As soon as they get situated- Asuha on the motorcycle, Kasumi in the sidecar- Asuha drives off without a word. They only stop to pick up the books, a quick little stop that resurfaces more negative emotions than it does books, and then they’re on the northern road out of town.

The further they go, the quieter things get. The only sounds to keep Kasumi company are the roar of the motorcycle and the synchronized breathing of he and Asuha.

For the first time, he and Asuha are truly alone in this world. But he is not afraid.

As the outer limits of Tokyo swiftly approach, Asuha breaks their peaceful silence. “Where to now?”

Asuha’s been far too complacent about this whole thing, accepting his answers without question and never offering her own opinions on what will become of them now. But all the same, he’s grateful she hasn’t asked any tough questions. There will be plenty of time to explain the truth properly to her, plenty of time where he will not be constantly reminded of the lies he once believed and the people he once loved.

In time, he will be ready to answer her questions. He has to be. But right now, he’s not ready for that.

(They say the deepest wounds take the longest to heal.)

When he finally replies, heart and mind weighed down the inexpugnable past, his voice is barely a whisper over the roar of the engine. “As far away as we can go.”

“All right,” Asuha agree, foot pressed on the gas as the motorcycle speeds ahead, “let’s go!”

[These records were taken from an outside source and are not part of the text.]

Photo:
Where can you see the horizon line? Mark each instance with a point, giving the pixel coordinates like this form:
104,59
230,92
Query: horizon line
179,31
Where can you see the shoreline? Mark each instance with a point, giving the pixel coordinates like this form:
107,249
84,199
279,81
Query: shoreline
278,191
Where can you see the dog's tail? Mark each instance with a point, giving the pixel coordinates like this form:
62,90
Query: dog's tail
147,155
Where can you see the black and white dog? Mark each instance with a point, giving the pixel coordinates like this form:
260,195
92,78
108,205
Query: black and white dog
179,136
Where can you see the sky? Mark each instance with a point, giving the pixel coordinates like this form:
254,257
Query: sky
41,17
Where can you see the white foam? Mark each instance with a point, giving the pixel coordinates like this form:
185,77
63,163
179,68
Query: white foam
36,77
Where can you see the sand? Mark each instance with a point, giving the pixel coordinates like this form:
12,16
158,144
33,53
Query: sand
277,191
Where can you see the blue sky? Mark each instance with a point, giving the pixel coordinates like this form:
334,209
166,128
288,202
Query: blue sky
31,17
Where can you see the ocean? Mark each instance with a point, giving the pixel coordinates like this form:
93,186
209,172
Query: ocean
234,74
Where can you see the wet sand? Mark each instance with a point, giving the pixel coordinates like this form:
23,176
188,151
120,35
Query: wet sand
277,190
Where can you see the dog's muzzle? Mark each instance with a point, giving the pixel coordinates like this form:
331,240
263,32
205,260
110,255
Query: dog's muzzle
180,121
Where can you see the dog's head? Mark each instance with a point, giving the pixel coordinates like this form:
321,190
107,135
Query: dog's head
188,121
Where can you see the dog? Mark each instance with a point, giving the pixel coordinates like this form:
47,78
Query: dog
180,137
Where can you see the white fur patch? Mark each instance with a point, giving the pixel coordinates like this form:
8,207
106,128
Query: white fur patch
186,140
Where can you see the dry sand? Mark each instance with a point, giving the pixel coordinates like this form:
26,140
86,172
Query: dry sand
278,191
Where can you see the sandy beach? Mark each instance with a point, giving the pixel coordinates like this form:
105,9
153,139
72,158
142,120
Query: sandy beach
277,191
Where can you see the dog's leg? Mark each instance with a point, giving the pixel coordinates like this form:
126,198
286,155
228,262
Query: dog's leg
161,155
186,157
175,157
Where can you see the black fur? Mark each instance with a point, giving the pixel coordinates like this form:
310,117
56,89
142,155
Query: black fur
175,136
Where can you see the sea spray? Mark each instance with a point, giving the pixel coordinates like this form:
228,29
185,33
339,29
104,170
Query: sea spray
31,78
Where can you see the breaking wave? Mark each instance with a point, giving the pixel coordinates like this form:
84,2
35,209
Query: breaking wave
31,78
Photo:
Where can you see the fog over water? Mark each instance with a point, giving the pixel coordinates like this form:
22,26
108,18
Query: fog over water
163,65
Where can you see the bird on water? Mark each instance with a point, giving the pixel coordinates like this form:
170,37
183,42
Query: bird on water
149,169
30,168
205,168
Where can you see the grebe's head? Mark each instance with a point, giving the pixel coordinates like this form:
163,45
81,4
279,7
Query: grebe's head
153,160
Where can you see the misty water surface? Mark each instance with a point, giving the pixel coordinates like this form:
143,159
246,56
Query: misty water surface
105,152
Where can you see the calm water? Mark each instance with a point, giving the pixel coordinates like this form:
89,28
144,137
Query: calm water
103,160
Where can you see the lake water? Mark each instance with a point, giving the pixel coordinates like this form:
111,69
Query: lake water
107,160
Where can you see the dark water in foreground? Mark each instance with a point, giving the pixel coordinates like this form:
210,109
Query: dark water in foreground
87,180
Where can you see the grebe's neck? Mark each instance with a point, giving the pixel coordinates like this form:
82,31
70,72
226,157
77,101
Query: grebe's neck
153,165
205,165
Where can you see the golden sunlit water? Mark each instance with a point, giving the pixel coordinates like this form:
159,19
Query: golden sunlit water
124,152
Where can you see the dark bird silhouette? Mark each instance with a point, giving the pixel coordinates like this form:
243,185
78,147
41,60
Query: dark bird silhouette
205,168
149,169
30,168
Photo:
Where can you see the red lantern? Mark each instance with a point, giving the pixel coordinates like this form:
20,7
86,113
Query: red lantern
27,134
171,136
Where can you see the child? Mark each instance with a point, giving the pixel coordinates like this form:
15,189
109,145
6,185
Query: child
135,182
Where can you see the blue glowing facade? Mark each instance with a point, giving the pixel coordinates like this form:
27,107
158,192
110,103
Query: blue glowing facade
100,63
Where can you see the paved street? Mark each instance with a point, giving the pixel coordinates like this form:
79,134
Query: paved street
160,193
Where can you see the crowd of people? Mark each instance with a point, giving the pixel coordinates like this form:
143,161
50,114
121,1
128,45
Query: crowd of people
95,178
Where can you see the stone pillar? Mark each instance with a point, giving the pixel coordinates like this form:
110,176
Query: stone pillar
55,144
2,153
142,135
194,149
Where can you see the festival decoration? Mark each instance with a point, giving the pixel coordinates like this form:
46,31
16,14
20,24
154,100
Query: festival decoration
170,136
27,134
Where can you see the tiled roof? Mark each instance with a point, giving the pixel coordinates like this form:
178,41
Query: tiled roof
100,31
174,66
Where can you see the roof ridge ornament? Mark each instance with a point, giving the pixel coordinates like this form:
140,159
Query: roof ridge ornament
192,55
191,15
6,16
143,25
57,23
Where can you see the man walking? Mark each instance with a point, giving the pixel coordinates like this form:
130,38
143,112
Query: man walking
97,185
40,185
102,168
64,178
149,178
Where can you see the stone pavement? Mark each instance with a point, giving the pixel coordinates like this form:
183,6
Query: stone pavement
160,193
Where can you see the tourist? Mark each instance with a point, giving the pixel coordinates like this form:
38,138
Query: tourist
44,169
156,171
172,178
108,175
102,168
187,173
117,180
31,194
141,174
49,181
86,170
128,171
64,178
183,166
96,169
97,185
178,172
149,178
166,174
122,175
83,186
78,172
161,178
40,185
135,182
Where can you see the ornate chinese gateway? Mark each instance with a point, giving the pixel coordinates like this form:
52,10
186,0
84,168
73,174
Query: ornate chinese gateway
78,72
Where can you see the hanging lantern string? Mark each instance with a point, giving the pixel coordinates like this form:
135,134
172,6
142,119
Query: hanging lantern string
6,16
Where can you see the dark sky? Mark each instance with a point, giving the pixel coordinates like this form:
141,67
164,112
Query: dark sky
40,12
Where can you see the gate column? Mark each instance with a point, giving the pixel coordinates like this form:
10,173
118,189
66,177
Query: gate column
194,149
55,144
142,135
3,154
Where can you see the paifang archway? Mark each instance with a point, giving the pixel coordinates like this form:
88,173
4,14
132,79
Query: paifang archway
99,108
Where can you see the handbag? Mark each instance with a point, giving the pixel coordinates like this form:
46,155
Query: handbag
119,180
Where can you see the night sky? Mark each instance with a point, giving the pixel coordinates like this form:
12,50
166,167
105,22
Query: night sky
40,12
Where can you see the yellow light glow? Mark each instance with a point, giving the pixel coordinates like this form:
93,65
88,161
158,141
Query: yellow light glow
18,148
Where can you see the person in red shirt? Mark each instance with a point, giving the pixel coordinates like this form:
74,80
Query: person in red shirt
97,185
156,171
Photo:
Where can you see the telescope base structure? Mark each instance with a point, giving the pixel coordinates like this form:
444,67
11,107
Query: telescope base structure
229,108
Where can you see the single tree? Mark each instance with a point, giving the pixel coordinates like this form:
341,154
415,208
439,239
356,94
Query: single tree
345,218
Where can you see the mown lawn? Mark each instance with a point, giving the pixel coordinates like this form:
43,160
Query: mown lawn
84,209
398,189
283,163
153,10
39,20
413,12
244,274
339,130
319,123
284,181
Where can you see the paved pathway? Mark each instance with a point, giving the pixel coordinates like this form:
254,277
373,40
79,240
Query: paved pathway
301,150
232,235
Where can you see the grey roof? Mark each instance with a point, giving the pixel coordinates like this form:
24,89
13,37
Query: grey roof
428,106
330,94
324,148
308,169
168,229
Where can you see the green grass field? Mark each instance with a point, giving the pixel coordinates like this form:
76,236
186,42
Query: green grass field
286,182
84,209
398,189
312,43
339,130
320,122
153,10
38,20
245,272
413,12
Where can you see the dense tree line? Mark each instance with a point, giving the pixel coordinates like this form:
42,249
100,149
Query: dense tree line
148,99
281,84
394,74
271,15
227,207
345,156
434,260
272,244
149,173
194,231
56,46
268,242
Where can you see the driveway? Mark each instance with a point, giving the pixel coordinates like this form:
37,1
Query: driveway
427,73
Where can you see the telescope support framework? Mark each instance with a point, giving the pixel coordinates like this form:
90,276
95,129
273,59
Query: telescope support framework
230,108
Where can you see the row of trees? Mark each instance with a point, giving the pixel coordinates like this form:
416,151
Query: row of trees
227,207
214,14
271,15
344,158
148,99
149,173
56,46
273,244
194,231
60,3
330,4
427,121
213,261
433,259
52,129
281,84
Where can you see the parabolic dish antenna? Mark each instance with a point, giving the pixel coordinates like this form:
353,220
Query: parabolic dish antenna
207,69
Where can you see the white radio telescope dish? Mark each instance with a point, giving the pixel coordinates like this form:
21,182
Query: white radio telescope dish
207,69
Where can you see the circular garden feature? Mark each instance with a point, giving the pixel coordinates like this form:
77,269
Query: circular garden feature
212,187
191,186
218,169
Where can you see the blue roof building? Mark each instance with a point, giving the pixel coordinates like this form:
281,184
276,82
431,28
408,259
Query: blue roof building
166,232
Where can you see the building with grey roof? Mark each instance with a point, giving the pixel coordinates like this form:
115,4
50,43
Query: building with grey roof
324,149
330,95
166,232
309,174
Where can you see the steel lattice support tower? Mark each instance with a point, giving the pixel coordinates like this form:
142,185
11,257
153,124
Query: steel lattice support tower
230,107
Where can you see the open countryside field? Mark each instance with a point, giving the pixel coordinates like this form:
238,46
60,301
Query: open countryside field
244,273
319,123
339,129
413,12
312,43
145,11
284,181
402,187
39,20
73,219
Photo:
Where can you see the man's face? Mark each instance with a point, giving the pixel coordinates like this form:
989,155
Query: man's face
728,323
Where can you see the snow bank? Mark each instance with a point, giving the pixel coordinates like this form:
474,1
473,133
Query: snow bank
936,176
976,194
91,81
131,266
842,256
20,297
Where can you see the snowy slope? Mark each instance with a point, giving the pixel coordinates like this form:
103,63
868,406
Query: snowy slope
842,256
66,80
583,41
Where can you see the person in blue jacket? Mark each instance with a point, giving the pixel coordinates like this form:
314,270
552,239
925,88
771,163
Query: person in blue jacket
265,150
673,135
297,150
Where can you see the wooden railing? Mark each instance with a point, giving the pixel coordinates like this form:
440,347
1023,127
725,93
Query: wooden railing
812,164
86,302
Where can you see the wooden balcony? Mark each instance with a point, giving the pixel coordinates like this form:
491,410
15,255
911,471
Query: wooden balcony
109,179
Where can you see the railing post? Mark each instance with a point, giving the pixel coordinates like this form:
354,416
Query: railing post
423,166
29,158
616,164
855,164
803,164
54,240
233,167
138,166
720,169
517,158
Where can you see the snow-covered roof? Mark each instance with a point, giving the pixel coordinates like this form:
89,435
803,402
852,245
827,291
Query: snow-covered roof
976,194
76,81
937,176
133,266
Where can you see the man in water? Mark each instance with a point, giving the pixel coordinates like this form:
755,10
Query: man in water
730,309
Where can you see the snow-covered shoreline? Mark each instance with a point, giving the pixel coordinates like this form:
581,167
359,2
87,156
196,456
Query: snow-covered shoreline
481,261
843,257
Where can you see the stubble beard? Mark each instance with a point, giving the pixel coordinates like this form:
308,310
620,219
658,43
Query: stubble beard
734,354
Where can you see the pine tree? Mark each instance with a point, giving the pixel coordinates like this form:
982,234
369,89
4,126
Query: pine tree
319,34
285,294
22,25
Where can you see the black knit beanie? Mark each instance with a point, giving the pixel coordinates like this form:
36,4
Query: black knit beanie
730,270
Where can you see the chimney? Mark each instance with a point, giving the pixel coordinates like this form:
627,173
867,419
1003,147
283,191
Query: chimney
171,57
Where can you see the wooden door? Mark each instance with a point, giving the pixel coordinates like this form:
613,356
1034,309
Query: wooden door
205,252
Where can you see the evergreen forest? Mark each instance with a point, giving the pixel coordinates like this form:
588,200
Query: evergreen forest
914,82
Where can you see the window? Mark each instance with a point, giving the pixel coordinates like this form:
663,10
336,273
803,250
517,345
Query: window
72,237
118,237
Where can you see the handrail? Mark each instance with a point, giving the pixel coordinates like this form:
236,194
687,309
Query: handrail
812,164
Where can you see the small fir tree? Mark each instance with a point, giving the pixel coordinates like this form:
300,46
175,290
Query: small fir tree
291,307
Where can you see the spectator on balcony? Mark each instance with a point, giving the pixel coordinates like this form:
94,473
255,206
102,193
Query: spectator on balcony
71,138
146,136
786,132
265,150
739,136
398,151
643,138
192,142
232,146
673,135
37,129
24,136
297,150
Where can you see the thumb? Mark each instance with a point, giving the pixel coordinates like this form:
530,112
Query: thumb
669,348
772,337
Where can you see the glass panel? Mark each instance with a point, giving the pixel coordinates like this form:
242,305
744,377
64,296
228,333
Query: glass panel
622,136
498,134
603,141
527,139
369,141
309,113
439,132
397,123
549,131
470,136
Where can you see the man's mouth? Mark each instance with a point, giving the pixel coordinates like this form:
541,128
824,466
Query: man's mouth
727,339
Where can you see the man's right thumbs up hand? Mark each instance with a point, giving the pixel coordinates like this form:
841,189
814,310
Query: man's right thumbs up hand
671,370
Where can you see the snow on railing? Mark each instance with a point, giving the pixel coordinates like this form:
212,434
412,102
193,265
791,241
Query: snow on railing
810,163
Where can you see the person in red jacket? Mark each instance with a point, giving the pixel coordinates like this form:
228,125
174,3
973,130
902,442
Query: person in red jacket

They leave Tokyo behind without a second look back.

**Author's Note:**

> I've been meaning to write something for Qualidea Code for months. A few common ideas came up: something set around/after the end, something analyzing Kasumi Chigusa as a character, and something focused on Kasumi's relationships with Aoi and Ichiya. This fic is the result of combining the three ideas together (although I must admit, I may write something focused more on Kasumi's relationship with Ichiya in the future as this fic didn't allow me to do justice in analyzing it). 
> 
> A couple semantics thing-  
> 1) The Japanese Qualidea Code Wikipedia page says Kasumi + Asuha stay to rebuild. So the ending of this fic may be canon divergence lol I don't care.  
> 2) I refuse to believe Haruma is dead until the show outright says Chigusa Dad is dead. Haruma survived Johannes for all those years; an Unknown invasion would be nothing to him.  
> 3) I know Kasumi never refers to Ichiya by his actual name, but the nicknaming thing would have gotten complicated, so I decided to just use "Ichiya" for ease of reading.
> 
> Finally, thank you so much for reading! I really appreciate it! Happy New Year's, and may 2017 bring you lots of happiness and money!